Goldman braced for exodus of partners
Friday 20 August 1999
Senior officers have told Wall Street analysts that the securities house is prepared for "a higher than normal" 40 to 45 departures over two years. The normal attrition rate over that period is 30 to 35.
The highest profile recent departure is Jon Corzine, the former senior partner who is quitting to run for the Senate. He was followed by Mark Evans, head of global investment research.
Mr Evans, who was tipped by insiders for a very senior management role, announced last week that he is to leave in November to "pursue entrepreneurial activities in Northern California". However, there had been a rush of announcements at the end of last year of veterans opting to retire.
Analyst Judah Kraushaar at Merrill Lynch said in a report following a recent meeting with top Goldman officials, including David Viniar, the chief financial officer: "Goldman could see moderate employee turnover this year."
He added: "The offset has been that Goldman found it easier to attract new lateral hires now that it can offer stock in compensation packages."
Opponents of the plan to take the business public had argued that flotation would destroy the concept of partnership that lay at the heart of the Wall Street firm's success. The prospect of being one of the elect was traditionally a key motivator for middle-ranking staff.
Before the partnership was dissolved Goldman had 221 partners. Following the public offering that effectively doubled the size of the senior management pool, the firm now has 540 managing directors.
Senior Goldman bankers argue that while they would like to keep the ethos intact, the fact that they can offer stock means the firm is in a better position to attract talented individuals from other investment banks.

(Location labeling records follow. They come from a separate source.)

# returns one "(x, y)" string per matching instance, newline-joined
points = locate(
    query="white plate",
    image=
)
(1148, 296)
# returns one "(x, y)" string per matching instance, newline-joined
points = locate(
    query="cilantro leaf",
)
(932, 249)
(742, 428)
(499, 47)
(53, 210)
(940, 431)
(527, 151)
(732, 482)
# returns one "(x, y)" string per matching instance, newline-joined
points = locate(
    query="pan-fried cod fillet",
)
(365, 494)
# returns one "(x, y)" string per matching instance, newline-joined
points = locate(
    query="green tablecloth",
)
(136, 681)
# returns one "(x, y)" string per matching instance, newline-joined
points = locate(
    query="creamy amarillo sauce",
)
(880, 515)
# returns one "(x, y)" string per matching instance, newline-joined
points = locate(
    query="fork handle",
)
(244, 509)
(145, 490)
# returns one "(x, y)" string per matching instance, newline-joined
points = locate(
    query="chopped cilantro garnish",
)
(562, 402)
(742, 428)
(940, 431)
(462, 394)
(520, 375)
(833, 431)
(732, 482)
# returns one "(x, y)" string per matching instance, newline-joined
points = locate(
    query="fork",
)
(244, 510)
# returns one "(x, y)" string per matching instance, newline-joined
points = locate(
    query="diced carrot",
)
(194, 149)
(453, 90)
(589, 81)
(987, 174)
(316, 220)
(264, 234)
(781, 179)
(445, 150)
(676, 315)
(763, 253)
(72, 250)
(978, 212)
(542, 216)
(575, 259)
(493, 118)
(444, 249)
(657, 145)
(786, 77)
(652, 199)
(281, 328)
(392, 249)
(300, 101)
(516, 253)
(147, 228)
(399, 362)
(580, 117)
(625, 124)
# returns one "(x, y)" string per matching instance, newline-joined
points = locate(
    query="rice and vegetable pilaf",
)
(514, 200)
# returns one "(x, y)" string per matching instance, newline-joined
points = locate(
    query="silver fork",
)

They point out that in recent weeks Goldman has succeeded in poaching James Golob, the top-ranking telecoms analyst from Deutsche, and Terry Fitzgerald from Schroders to be head of equity capital markets in New York. However, one said: "We do not know what is going to happen at year end."
Under lock-in rules, partners who have stock worth more than $50m each cannot sell for five years, but there is nothing to stop them borrowing against their holdings.